Perhaps most immediately relevant to those who mourn—which is all of us, from time to time, and more frequently as the years roll on—is the space devoted in each book to grieving. Some years ago I attended a funeral for a Christian friend who had died tragically. When the pastor stepped into the pulpit to exhort us to “be happy for [our friend] because he is with Jesus,” my tears became angry, frustrated. Few of us who had loved him were ready to be “happy” for him, even as many of us were, indeed, grieving in light of the resurrection— grieving as people who still have hope, but who nonetheless regard death as St. Paul himself did: as an evil. Even as they differ on the crucial point of resurrection and hope, Butler and Moll both affirm the necessity of acknowledging that death is horrible, and grieving it fully and well.

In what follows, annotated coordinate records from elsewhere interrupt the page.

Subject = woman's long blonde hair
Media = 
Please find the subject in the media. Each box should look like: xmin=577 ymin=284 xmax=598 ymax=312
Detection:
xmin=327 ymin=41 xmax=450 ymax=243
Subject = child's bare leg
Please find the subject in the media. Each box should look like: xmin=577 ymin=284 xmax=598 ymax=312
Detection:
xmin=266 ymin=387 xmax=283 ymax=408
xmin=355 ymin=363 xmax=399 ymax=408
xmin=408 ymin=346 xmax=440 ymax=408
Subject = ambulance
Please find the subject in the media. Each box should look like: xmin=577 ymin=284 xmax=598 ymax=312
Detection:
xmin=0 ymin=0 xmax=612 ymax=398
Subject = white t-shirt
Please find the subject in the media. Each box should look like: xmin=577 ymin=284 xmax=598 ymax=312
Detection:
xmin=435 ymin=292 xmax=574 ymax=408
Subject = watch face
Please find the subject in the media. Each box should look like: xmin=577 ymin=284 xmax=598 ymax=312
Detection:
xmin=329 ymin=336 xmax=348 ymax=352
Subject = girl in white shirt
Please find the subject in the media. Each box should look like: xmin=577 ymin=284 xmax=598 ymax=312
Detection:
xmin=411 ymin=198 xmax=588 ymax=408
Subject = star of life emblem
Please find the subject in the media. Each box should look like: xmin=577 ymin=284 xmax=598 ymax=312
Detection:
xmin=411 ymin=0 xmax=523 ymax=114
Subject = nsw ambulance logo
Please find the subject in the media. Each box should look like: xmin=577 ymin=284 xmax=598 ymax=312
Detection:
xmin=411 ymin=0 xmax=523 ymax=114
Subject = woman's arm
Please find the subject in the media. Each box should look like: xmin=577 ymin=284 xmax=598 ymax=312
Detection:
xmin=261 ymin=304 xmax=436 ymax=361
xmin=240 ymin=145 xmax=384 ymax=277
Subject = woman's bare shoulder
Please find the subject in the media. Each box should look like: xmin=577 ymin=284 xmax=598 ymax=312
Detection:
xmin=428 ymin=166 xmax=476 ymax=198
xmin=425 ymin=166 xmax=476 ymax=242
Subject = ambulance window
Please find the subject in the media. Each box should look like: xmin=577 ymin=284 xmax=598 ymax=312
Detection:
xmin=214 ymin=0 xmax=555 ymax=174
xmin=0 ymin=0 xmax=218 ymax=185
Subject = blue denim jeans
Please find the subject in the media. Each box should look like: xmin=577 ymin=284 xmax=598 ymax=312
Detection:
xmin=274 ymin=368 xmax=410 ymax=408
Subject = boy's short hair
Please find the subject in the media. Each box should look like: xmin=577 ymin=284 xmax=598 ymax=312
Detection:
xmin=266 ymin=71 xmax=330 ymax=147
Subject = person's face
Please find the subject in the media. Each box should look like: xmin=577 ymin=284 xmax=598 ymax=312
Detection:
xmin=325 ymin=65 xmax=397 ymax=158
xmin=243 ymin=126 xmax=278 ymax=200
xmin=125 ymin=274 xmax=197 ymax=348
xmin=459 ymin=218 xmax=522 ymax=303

As my grandmother was buried according to Jewish tradition, each family member had the chance to dump a shovelful of soil on her plain pine coffin. There are few acts I can think of that so tangibly pronounce death’s finality. Whether I will see her again or not, I do not know for sure. But I am comforted by knowing that she died well, and that we grieved her—and grieve her—well. That is, finally, its own kind of grace.